Presence Is Important In China Deals
By Brian Gormley
April 18, 2007
With business in China booming, most venture capitalists are coming
around to the view that the only way to invest in China is to have
a presence there.
Many of China's 20 most active investors, such as Walden International,
Sequoia Capital and Granite Global Ventures, now have branches there,
according to research conducted both by VentureOne and The Private
Equity Analyst for the purposes of this report.
The pace has picked up in the past year or so as venture investments
in China have taken off. Venture capitalists, drawn to China's population
and stock of well-trained engineers and technologists, pumped $1.8
billion into Chinese deals last year, 55% more than in 2005, according
to Ernst & Young and VentureOne.
In lieu of opening their own offices in China, other investors
have opted to go through local partners to establish their presence
in the country. For instance, Mayfield Fund, a limited partner in
the $75 million debut fund raised by Chinese venture company GSR
Ventures, became a general partner in the $200 million partnership
the company closed recently.
Meantime, Accel Partners teamed up with longtime China investor
International Data Group in 2005 to launch a $250 million China
fund. Accel tapped into IDG's Chinese network (50 investment professionals
operating from multiple offices) through the IDG-Accel China Growth
Fund, a pool managed by IDG. Other companies have approached IDG
about forming similar relationships, according to IDG Ventures Boston
General Partner Michael Greeley.
That is a change from a few years ago, when many thought they could
get by with occasionally jetting into the country, Mr. Greeley said.

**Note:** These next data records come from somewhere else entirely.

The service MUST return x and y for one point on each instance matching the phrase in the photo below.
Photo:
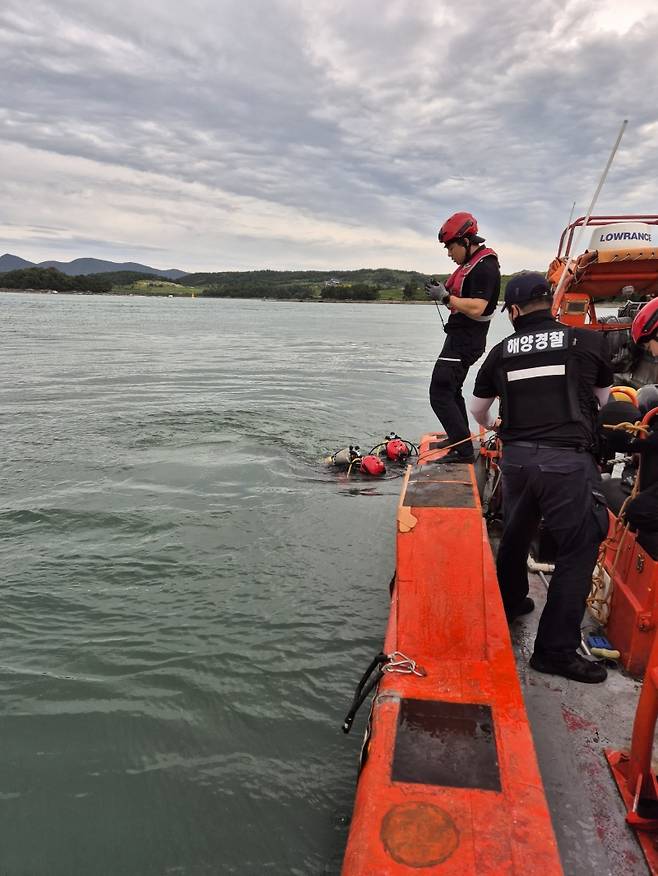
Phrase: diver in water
(550, 379)
(471, 293)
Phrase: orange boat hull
(450, 782)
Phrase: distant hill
(79, 267)
(13, 263)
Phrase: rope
(600, 596)
(635, 428)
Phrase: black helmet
(647, 398)
(525, 286)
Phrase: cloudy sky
(295, 134)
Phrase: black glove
(645, 445)
(437, 291)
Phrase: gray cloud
(318, 133)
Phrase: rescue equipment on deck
(351, 458)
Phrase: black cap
(525, 286)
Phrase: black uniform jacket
(545, 374)
(483, 281)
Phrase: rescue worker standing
(550, 379)
(471, 293)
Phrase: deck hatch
(433, 494)
(448, 744)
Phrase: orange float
(449, 781)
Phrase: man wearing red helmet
(471, 293)
(645, 327)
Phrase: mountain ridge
(83, 266)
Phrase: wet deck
(572, 724)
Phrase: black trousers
(446, 396)
(560, 486)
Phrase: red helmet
(645, 324)
(458, 225)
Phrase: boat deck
(572, 723)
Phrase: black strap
(364, 687)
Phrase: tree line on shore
(360, 285)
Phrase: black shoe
(569, 665)
(525, 607)
(455, 456)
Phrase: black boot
(569, 665)
(466, 456)
(525, 607)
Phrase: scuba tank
(372, 465)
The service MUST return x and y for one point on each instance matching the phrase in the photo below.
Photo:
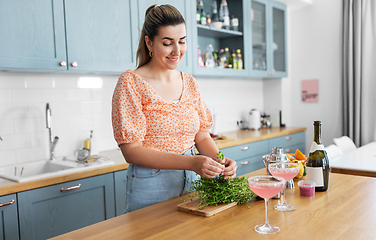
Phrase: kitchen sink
(44, 169)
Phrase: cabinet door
(279, 40)
(184, 7)
(32, 34)
(222, 38)
(120, 188)
(50, 211)
(99, 35)
(9, 219)
(260, 38)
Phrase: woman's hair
(156, 16)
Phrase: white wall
(23, 98)
(315, 53)
(314, 39)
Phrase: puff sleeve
(128, 120)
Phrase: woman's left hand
(230, 168)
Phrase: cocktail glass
(287, 171)
(266, 187)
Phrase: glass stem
(266, 211)
(283, 195)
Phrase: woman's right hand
(206, 166)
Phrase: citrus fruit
(299, 155)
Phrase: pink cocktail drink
(286, 173)
(266, 187)
(265, 190)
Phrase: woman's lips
(173, 59)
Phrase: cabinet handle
(70, 188)
(7, 204)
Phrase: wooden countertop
(346, 211)
(247, 136)
(233, 138)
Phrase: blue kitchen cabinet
(79, 36)
(50, 211)
(120, 180)
(184, 7)
(248, 156)
(269, 39)
(9, 217)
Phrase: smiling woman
(159, 116)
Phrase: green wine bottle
(318, 163)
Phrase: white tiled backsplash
(75, 111)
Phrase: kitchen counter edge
(234, 138)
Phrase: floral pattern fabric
(139, 114)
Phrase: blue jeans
(146, 186)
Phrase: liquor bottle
(202, 17)
(318, 163)
(215, 17)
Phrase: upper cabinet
(82, 36)
(235, 39)
(260, 37)
(268, 28)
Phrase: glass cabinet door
(259, 36)
(279, 40)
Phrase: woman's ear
(149, 44)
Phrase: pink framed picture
(310, 90)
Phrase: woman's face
(169, 46)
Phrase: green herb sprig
(221, 189)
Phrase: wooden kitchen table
(346, 211)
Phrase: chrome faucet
(52, 142)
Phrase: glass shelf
(206, 31)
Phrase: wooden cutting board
(191, 207)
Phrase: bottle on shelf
(234, 60)
(224, 15)
(209, 57)
(234, 23)
(239, 59)
(208, 20)
(202, 17)
(227, 56)
(200, 61)
(215, 17)
(318, 163)
(200, 6)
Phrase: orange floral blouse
(139, 114)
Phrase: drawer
(248, 165)
(246, 150)
(287, 140)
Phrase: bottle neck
(317, 136)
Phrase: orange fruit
(299, 155)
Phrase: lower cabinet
(120, 178)
(50, 211)
(9, 217)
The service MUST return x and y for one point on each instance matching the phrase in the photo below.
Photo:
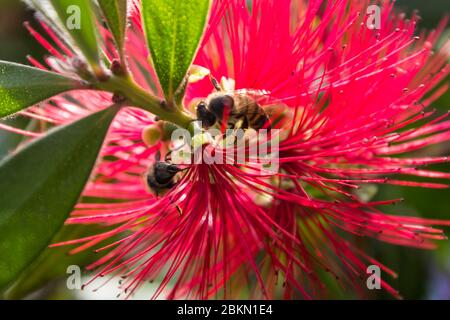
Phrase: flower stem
(138, 97)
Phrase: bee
(162, 176)
(239, 109)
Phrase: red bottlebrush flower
(349, 100)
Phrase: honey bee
(162, 176)
(239, 109)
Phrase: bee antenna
(215, 83)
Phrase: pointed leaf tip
(174, 29)
(23, 86)
(40, 185)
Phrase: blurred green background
(423, 274)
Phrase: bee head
(164, 172)
(220, 104)
(207, 118)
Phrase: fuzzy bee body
(161, 177)
(238, 109)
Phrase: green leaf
(174, 29)
(78, 18)
(115, 12)
(40, 185)
(9, 140)
(22, 86)
(51, 265)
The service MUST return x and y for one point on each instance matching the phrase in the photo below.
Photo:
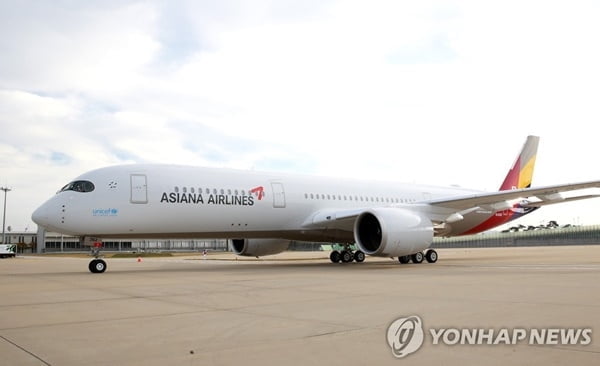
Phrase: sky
(435, 92)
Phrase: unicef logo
(405, 336)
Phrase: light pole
(6, 190)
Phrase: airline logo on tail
(521, 173)
(519, 176)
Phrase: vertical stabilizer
(521, 173)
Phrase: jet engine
(392, 232)
(259, 247)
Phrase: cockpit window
(79, 186)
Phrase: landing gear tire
(404, 259)
(347, 256)
(431, 256)
(335, 257)
(359, 256)
(417, 257)
(97, 266)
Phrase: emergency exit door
(278, 195)
(139, 191)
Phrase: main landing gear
(347, 256)
(430, 256)
(97, 265)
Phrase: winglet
(521, 173)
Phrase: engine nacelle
(392, 232)
(259, 247)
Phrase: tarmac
(296, 308)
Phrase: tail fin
(521, 173)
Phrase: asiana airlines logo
(253, 195)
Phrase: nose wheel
(97, 265)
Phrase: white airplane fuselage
(168, 201)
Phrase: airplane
(262, 212)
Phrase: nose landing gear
(97, 265)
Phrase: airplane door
(278, 195)
(139, 192)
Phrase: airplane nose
(40, 216)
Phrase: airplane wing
(545, 195)
(451, 208)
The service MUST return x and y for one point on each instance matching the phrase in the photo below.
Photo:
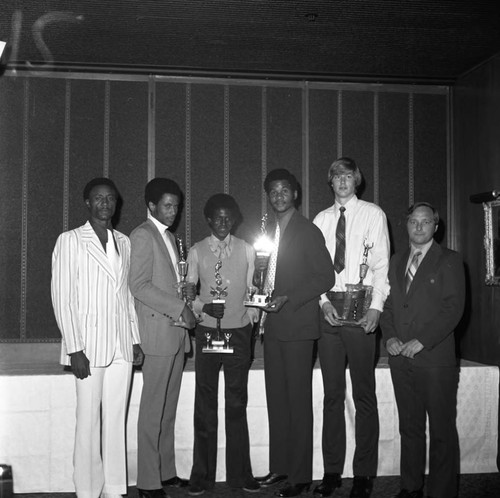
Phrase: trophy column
(219, 343)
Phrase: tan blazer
(152, 282)
(92, 305)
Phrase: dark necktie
(339, 261)
(412, 269)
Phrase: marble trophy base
(218, 345)
(257, 301)
(357, 301)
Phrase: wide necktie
(271, 270)
(339, 260)
(412, 269)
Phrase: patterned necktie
(412, 269)
(339, 260)
(271, 270)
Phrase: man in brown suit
(153, 279)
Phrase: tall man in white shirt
(361, 224)
(95, 313)
(153, 282)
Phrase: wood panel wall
(476, 132)
(57, 131)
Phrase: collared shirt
(236, 274)
(365, 222)
(168, 242)
(424, 250)
(113, 254)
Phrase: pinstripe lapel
(122, 247)
(95, 249)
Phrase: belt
(331, 295)
(338, 296)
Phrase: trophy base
(353, 304)
(257, 301)
(217, 349)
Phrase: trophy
(358, 296)
(182, 268)
(256, 296)
(219, 343)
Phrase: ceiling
(421, 41)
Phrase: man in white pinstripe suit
(95, 313)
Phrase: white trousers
(100, 463)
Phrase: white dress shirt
(365, 221)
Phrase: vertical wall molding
(107, 112)
(305, 151)
(151, 128)
(263, 148)
(339, 123)
(24, 212)
(226, 139)
(376, 166)
(187, 210)
(451, 222)
(411, 150)
(67, 138)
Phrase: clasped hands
(396, 346)
(277, 302)
(369, 322)
(80, 364)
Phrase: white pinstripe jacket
(92, 307)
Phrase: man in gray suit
(153, 279)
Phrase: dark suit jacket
(304, 270)
(431, 309)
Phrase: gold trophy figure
(358, 296)
(182, 269)
(219, 343)
(264, 246)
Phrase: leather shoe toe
(176, 482)
(292, 489)
(152, 493)
(270, 479)
(328, 485)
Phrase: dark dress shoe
(328, 485)
(270, 479)
(152, 493)
(176, 482)
(404, 493)
(362, 487)
(293, 489)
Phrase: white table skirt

IDG has been investing in China since 1992. "I worry at the
model of sending someone over a couple days a month," Mr. Greeley
said. "It's a difficult proposition."
Experience has taught companies that it is much more difficult
to vet opportunities or help companies recruit without local presence.
Venture capitalists also recognize that China presents challenges
that can be tough to manage from afar. A central one: guarding trade
secrets in a country without a longstanding tradition of intellectual-property
law. It is vital to have a local presence or a partner who understands
the system and the recourses available to settle intellectual-property
disputes, said Carmen I. Chang, head of the China practice for law
firm Wilson Sonsini Goodrich & Rosati.
Some still believe it is possible to surmount these challenges
without opening a China office or entering a formal alliance.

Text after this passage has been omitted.